Jiaqi and Tianruo began leading the project in December 2025. Over the following months, they conducted field observations, needs assessments, baseline surveys and data analysis before refining the spatial design and launching the pilot in June.
The hardest part, Jiaqi said, was not coming up with the design. It was finding a form of intervention that could promote healthier behavior without disrupting a busy public transit system.
“At the beginning, we thought more about how to promote health,” Jiaqi said. “During implementation, we kept asking how to promote health without disrupting passengers’ normal commute.”
That challenge changed how Jiaqi understood global health. In class, she had studied how the environment can shape health. In practice, she said, she learned that global health is not only about identifying health problems, but also about designing environments and policies that make healthier choices easier in everyday life.

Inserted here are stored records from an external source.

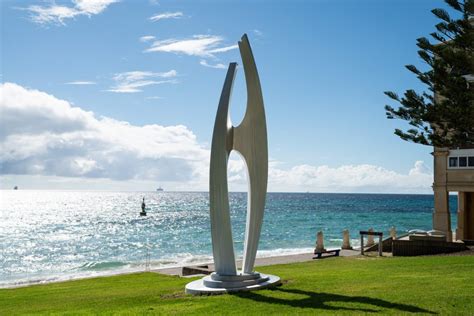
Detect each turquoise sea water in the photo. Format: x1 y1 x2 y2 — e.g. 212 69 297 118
0 191 458 287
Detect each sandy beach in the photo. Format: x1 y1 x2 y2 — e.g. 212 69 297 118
155 249 360 276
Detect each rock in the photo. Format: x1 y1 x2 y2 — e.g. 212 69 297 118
367 228 375 247
390 226 397 239
315 231 326 252
342 229 352 250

During the baseline survey stage, their original plan to collect responses inside a metro station could not proceed as scheduled. A delay could have thrown off the research timeline. After a brief period of anxiety, the students changed course and moved their survey work to the MixC area near Jiangpu Station on Line 11, where weekend foot traffic was high and people waiting in dining areas had more time to respond.
They approached strangers, explained the project and invited them to complete the survey. Some people were interested. Others declined or expressed doubts.

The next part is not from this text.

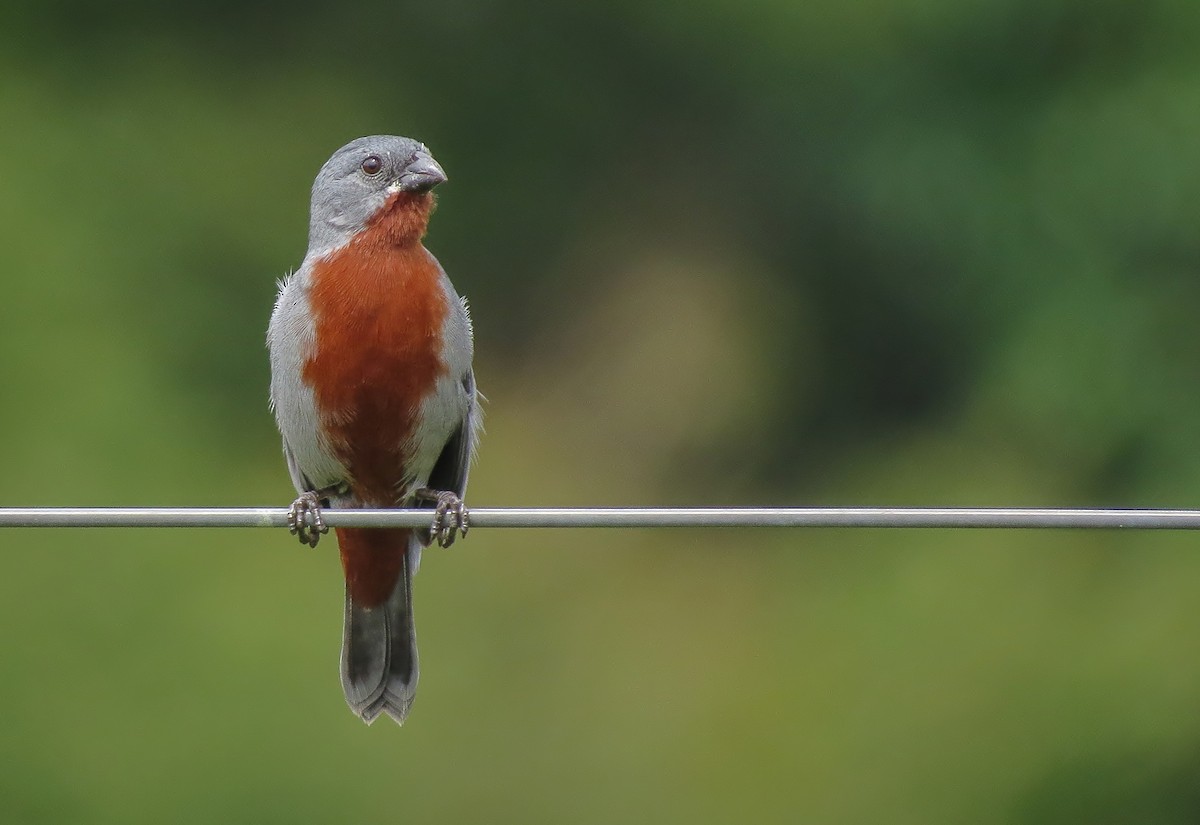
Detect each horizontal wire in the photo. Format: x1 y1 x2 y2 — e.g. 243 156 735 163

For Jiaqi, that setback became part of the lesson.
“It made us realize that social science research is not just about designing a questionnaire,” she said. “It is about building connections with different people in the real world, listening to different voices, and constantly adjusting research strategies and implementation plans according to reality.”

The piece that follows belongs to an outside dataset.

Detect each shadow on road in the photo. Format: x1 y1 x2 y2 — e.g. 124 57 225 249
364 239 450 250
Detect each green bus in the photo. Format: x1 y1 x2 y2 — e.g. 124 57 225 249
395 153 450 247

DKU’s Innovation Incubator provided funding, along with support for idea development, workshops, procurement and implementation. For the student team, Jiaqi said, that support helped move the project off the page and into a real public space.
Claudia said Jiaqi and Tianruo handled the process with dedication and patience, including months of direct communication with metro partners.
“They demonstrated dedication and commitment well above my expectations,” she said. “Most importantly, they were responsible for the direct contact with the metro over months of discussions, with professionalism and patience.”
A small pause
The team is still evaluating the pilot through behavioral observation, questionnaires, interviews, photos and video recordings.
One moment stayed with the students.
During one observation session, a young girl entered the carriage holding a phone. As she looked up to find her way, she noticed the images of grass and flowers on the floor. Then she looked again, taking in the ceiling, the text and other details around her. Her expression shifted into surprise and curiosity. Later, sitting with a friend, she pointed to the wellness messages and design elements as they talked and read together.
“When a space offers something worth noticing and exploring, people naturally lift their heads and shift their attention from the screen to their surroundings,” Tianruo said. “That is exactly the experience we hope the Wellness Carriage can create.”
For Jiaqi, the project also changed how she defines success in public health work.
At first, she believed the project would be difficult to call successful unless it significantly reduced passengers’ phone use. Over time, she began to see the goal differently. Habits this ingrained are unlikely to change through a single design intervention. Even the students themselves cannot promise they will never pick up their phones on the metro.
Jiaqi said the team does not expect carriage design alone to change people’s commuting habits. But she said the project has value if it helps even one passenger look up, pause at a wellness message, or spend a minute of the commute without being pulled into the phone.
Flowers on the floor and clouds on the ceiling cannot undo the pressures of urban commuting. The students know that.
But for them, that is enough to begin with. Their project gives passengers no rule to follow and no demand to change. It simply gives them, for a moment, a reason to look up.